Si hoy en día los totalitarismos de derecha están en lo fundamental desacreditados y son repudiados, todavía los de izquierda siguen teniendo patente de corso en sectores de la opinión pública. Presentados como una utopía, serían una especie de Lisístrata moderna, que el público puede disfrutarla en la escena, aunque difícil de llevar a la práctica. En realidad, el comunismo -el llamado socialismo real- ha sido la gran falacia de nuestra época, una utopía que siempre se ha transformado en distopía.
Porque el progreso sólo lo es en verdad si, básicamente, es progreso de la libertad humana, mientras que el pretendido progreso que acarrean los regímenes totalitarios es -como lo sintió Ajmátova en relación con la revolución rusa, en palabras de Joseph Brodsky- «un terrible cataclismo nacional que significaba un tremendo aumento del dolor por persona». O, por decirlo con palabras de Primo Levi, tras su experiencia en los campos de concentración nazis, porque «… no es humana la experiencia de quien ha vivido días en que el hombre ha sido una cosa para el hombre».
El que, ahora, en nuestro país se intentase reivindicar o edulcorar formas de gobierno y de hacer política que encapsulan los gérmenes del totalitarismo, a través del canal de la pretendida «recuperación de la memoria histórica», o desvirtuando la esencia de la Transición tras la muerte del dictador Franco, tratando de convencer de que aquélla no supuso el paso a una auténtica democracia -que lo es en lo esencial, pese a las imperfecciones de la Transición, que se han ido manifestando en la experiencia de los últimos tiempos-, hay que desenmascararlo intelectual y moralmente, puesto que la llamada ruptura supondría no consolidar una auténtica democracia liberal, sino más bien una recuperación de aquel régimen de izquierda de tintes totalitarios de la época de la Guerra Civil, que coadyuvó, junto con el totalitarismo de derechas, al drama nacional de aquellos tiempos.

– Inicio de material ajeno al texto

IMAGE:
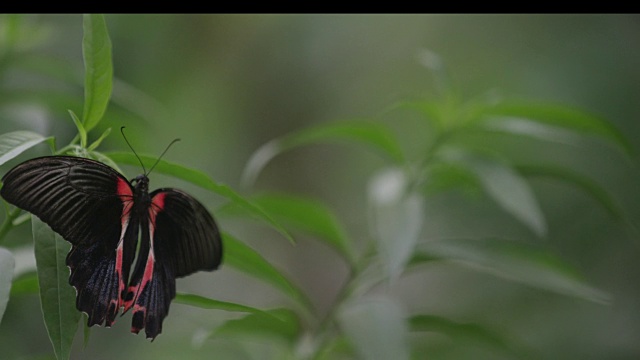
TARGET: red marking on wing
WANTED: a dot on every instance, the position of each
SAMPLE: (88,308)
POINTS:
(157,205)
(126,196)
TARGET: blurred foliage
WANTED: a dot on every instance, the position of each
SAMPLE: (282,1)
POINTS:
(382,253)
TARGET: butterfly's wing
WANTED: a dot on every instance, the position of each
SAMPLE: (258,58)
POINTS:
(180,238)
(88,204)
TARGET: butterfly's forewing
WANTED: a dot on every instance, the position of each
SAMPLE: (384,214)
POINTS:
(88,204)
(180,238)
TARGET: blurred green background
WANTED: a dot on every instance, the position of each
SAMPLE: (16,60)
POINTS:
(226,84)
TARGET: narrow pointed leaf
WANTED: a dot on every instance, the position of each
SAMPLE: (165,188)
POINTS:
(81,130)
(371,134)
(512,192)
(26,283)
(207,303)
(310,216)
(376,329)
(96,51)
(97,143)
(7,265)
(397,217)
(518,262)
(561,116)
(243,258)
(201,179)
(57,297)
(14,143)
(278,323)
(464,333)
(580,181)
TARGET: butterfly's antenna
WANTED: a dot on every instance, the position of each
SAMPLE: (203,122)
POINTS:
(134,152)
(161,155)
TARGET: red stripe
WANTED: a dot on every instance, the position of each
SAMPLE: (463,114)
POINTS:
(126,196)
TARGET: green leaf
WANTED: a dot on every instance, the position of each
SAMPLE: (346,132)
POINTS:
(278,323)
(97,143)
(201,179)
(206,303)
(518,262)
(14,143)
(27,283)
(310,216)
(6,274)
(57,297)
(509,190)
(96,51)
(243,258)
(397,217)
(555,115)
(580,181)
(81,130)
(376,329)
(464,332)
(441,177)
(372,134)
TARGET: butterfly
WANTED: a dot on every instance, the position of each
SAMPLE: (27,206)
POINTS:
(102,215)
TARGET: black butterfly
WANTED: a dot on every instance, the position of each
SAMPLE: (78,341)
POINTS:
(102,215)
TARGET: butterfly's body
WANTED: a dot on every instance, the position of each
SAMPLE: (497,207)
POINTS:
(103,215)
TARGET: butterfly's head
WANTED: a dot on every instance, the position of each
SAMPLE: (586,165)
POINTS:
(141,183)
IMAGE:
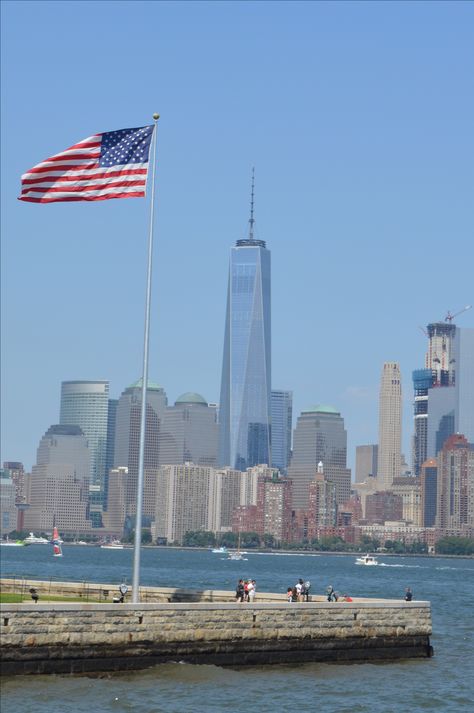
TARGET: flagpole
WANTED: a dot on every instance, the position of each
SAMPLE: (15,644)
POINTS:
(141,457)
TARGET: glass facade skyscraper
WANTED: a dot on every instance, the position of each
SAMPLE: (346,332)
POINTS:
(245,403)
(85,404)
(282,417)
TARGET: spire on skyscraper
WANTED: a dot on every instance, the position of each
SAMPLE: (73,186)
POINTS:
(251,219)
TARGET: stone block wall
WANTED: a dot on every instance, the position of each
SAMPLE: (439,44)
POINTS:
(46,638)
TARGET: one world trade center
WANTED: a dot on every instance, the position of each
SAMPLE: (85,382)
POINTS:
(244,413)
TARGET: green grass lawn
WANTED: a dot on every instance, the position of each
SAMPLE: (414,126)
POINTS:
(13,598)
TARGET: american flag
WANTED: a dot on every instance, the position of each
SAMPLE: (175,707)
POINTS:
(113,164)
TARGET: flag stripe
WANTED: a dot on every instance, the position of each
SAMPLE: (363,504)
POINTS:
(52,179)
(93,187)
(138,194)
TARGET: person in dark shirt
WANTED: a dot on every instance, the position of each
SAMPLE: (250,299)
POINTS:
(239,591)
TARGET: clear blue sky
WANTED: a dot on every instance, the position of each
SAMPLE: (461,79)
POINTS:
(358,118)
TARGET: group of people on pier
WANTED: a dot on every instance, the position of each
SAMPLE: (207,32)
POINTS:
(245,590)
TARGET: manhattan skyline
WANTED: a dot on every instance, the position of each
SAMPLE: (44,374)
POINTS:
(360,132)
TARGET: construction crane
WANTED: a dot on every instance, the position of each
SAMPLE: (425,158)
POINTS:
(449,317)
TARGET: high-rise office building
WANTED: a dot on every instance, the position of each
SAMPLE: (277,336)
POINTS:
(455,486)
(382,506)
(274,507)
(8,509)
(390,426)
(59,491)
(366,462)
(127,434)
(444,390)
(409,489)
(244,409)
(18,475)
(319,436)
(428,486)
(282,417)
(85,404)
(183,496)
(188,432)
(227,495)
(110,446)
(322,503)
(464,355)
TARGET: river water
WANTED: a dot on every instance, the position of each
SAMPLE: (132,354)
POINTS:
(443,683)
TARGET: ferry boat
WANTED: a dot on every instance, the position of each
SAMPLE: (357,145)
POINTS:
(368,560)
(12,543)
(32,539)
(114,545)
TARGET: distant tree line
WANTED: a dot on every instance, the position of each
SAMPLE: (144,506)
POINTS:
(455,546)
(252,540)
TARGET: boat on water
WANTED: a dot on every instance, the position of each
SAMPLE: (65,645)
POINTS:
(12,543)
(368,560)
(32,539)
(114,545)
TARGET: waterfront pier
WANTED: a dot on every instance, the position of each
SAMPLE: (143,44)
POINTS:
(210,628)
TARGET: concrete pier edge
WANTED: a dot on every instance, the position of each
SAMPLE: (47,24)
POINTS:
(95,637)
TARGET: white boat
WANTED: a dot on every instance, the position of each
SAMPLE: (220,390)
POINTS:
(235,556)
(368,560)
(115,545)
(33,540)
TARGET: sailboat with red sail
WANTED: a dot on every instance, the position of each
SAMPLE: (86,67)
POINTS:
(57,551)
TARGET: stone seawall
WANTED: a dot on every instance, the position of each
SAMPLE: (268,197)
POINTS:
(85,638)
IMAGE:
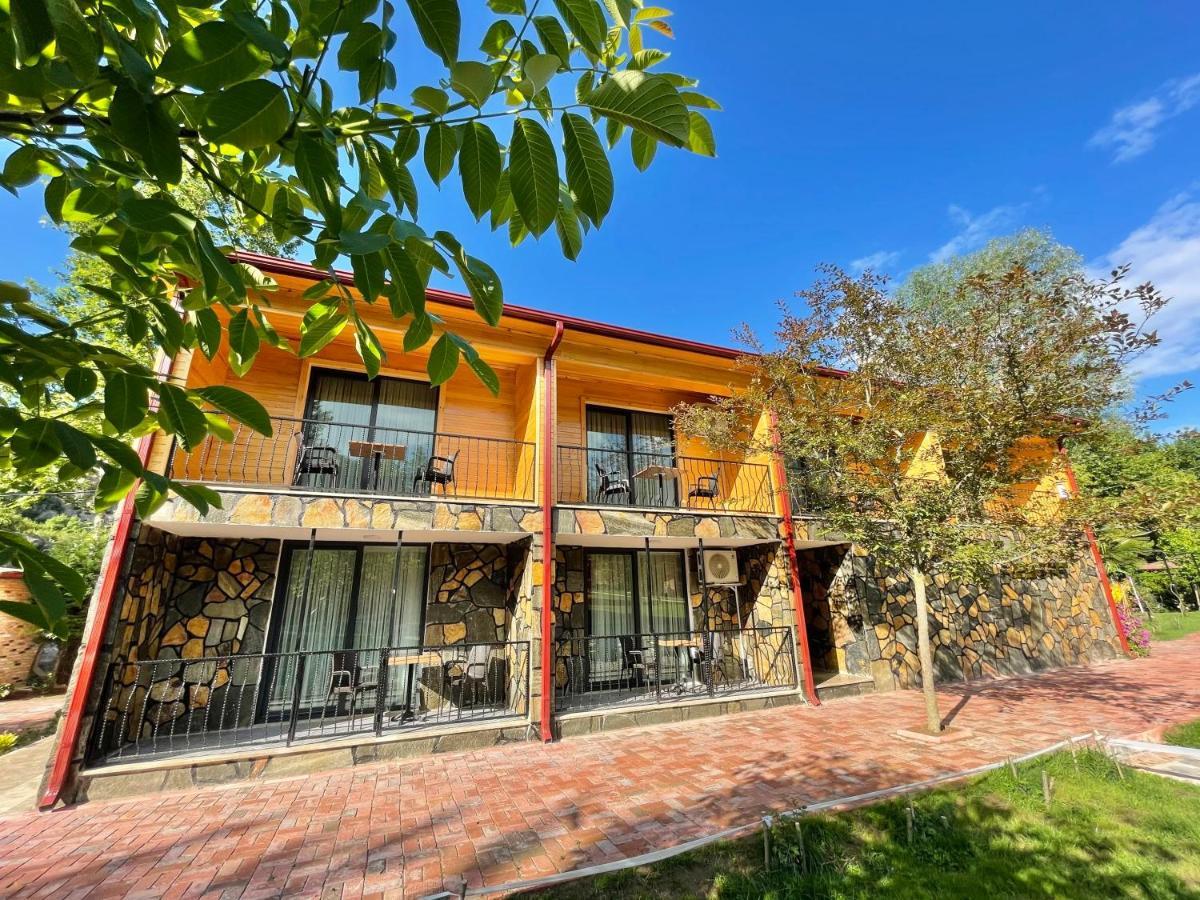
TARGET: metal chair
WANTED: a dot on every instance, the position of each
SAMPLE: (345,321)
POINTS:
(612,484)
(347,678)
(707,489)
(438,471)
(315,461)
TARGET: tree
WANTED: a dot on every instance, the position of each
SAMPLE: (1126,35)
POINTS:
(928,438)
(106,106)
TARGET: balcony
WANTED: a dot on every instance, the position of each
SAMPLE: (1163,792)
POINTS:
(317,456)
(175,707)
(655,480)
(613,671)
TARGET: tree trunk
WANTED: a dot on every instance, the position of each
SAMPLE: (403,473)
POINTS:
(925,652)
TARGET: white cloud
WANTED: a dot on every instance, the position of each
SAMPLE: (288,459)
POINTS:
(876,262)
(1167,251)
(977,231)
(1133,129)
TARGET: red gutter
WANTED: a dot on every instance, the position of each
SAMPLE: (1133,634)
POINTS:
(1101,569)
(106,592)
(303,270)
(550,389)
(785,502)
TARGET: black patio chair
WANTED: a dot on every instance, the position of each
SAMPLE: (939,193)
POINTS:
(438,471)
(348,679)
(315,461)
(707,487)
(612,484)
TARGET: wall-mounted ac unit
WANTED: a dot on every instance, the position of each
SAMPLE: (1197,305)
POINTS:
(720,567)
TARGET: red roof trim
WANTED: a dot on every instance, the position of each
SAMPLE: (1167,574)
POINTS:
(303,270)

El asentarse en esa visión hemipléjica del totalitarismo no es un problema sólo político, sino también de instalación en un marco u otro de mentalidad, de un estar distinto en el sistema de vigencias, que de consolidarse alejaría a nuestra sociedad de las sociedades más abiertas y liberales, acercándonos peligrosamente por correa simpática a ideologías y regímenes de populismo totalitario que están floreciendo en otras partes del mundo, de manera especial en Iberoamérica.